Poussés à bout, de plus en plus de salariés préfèrent partir d’eux-mêmes.
Comment se défendre même si on démissionne et qu’est-ce que cette décision implique ?
Nos experts vous guident dans cette douloureuse situation.
La déprime est parfois mauvaise conseillère.
Vous vous sentez à bout et harcelé ?
Peut-être faut-il d’abord s’assurer de quoi on parle.

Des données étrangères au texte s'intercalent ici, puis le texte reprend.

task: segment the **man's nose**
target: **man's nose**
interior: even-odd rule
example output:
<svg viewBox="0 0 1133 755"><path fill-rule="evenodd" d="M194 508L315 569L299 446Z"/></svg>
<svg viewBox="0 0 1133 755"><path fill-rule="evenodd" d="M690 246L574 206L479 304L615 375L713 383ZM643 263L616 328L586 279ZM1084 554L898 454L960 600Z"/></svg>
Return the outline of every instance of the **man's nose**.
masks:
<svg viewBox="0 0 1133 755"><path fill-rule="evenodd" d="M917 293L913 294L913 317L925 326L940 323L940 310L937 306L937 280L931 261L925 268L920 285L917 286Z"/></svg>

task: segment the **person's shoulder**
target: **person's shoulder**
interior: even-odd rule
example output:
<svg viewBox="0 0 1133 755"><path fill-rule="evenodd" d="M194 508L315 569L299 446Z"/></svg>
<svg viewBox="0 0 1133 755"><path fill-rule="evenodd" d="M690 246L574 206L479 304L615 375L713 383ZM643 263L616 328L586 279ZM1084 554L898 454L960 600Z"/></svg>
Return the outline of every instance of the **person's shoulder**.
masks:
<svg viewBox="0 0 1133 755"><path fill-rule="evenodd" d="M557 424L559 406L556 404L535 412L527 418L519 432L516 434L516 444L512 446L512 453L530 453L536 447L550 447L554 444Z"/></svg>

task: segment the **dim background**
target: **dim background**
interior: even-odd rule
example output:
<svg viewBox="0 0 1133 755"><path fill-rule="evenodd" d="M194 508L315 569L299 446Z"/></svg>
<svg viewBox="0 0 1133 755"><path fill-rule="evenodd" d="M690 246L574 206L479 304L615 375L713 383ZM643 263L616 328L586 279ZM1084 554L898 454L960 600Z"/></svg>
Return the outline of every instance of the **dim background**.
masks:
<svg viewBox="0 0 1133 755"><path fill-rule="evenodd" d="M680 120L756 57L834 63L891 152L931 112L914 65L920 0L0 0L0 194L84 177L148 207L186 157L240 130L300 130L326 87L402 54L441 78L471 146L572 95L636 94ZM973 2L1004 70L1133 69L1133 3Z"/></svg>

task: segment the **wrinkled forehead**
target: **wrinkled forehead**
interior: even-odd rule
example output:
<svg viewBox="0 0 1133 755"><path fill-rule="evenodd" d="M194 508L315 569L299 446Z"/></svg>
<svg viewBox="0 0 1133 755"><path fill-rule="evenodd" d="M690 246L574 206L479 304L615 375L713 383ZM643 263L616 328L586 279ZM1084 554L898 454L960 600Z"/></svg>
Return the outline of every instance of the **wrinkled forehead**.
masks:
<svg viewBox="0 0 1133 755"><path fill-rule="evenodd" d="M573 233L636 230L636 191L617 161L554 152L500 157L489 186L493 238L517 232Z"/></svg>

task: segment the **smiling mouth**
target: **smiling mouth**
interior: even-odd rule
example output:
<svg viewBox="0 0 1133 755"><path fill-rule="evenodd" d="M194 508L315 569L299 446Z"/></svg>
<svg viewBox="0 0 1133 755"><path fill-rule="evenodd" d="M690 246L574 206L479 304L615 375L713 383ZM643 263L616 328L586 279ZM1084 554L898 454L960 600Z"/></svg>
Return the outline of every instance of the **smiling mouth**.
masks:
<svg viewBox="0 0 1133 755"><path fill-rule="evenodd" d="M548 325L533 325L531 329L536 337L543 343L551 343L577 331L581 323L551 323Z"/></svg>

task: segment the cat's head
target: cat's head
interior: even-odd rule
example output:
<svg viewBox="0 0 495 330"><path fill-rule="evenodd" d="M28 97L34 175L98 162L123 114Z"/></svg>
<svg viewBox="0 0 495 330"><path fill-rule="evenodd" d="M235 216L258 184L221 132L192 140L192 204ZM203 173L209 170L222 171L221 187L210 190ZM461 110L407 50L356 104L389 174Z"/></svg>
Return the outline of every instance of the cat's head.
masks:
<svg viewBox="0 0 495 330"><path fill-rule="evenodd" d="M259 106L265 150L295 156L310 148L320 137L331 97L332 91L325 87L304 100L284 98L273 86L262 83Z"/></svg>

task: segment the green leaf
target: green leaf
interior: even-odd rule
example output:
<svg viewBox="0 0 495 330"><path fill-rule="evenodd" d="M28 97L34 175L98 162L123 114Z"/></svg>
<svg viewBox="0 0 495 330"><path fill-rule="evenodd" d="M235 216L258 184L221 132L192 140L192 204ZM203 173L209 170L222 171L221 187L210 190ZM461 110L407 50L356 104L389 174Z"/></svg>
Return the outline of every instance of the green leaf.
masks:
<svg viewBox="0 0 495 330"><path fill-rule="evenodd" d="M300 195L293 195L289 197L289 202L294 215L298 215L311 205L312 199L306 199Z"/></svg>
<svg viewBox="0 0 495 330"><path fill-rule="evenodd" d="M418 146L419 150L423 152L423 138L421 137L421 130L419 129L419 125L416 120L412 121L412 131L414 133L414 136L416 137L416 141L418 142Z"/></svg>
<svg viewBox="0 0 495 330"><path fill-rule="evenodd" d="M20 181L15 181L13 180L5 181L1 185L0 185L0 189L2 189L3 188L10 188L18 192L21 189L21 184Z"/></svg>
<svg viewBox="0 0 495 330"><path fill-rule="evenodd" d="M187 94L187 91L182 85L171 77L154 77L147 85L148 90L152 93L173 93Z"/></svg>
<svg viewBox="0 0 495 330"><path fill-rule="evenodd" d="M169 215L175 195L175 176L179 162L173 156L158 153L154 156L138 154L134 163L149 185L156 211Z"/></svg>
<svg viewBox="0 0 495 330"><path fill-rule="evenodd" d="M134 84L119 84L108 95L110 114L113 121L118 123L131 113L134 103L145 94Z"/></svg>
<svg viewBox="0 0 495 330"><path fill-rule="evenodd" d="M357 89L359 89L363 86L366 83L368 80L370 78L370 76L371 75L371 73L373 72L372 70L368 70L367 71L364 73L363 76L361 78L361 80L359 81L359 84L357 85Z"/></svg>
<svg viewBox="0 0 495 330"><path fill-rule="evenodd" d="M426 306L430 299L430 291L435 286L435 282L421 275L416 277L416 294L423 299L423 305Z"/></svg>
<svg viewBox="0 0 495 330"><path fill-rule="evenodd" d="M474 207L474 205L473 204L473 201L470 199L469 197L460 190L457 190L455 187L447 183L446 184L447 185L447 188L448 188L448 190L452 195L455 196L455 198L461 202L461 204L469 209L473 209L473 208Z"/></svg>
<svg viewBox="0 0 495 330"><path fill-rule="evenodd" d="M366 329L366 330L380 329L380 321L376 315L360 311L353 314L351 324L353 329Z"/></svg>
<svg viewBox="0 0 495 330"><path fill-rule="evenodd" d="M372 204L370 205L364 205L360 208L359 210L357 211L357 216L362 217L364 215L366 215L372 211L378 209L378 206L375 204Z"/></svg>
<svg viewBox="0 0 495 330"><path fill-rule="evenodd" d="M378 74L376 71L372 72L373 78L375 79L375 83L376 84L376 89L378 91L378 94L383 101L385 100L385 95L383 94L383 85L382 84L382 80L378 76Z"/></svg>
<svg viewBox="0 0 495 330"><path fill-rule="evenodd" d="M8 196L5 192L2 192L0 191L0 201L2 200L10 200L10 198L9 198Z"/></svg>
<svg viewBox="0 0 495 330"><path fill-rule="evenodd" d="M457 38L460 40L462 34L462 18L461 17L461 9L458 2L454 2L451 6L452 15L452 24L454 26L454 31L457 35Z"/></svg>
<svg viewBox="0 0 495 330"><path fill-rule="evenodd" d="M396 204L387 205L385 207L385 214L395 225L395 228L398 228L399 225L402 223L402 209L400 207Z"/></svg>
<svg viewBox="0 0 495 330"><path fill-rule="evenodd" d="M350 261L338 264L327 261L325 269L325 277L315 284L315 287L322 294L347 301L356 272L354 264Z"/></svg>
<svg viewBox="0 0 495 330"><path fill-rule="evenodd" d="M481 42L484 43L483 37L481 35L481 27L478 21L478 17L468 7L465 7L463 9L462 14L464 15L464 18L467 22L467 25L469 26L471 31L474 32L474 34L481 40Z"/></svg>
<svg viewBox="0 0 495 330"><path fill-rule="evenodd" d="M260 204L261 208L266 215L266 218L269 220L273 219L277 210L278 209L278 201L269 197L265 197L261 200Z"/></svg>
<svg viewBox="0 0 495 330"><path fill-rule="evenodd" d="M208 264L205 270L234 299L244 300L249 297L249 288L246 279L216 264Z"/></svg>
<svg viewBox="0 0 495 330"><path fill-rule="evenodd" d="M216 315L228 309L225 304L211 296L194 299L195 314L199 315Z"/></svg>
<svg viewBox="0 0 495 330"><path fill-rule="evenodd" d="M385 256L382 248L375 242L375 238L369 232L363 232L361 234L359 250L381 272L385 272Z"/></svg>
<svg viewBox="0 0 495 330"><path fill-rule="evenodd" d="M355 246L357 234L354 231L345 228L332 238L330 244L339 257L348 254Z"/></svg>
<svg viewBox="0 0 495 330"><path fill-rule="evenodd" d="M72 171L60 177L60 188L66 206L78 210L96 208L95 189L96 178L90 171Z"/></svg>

« Attention, il n’y a harcèlement que s’il y a faits répétés, insiste Didier Schneider, auteur du
livre Salariés, comment déjouer les pièges du licenciement.
Un mot de travers, sous le coup de l’énervement, de la fatigue ou de toute autre raison n’est
pas en soi du harcèlement. »
Christian Gury, auteur du livre Les 5 clés pour rebondir et piloter sa carrière recommande un
état des lieux préalable avant d’agir.
« Si vous êtes constamment dénigré par votre manager par exemple, il faut d’abord vérifier,
auprès de vos collègues, que ce n’est pas qu’une impression. »
Et sinon, mieux vaut prendre quelques mesures et vite…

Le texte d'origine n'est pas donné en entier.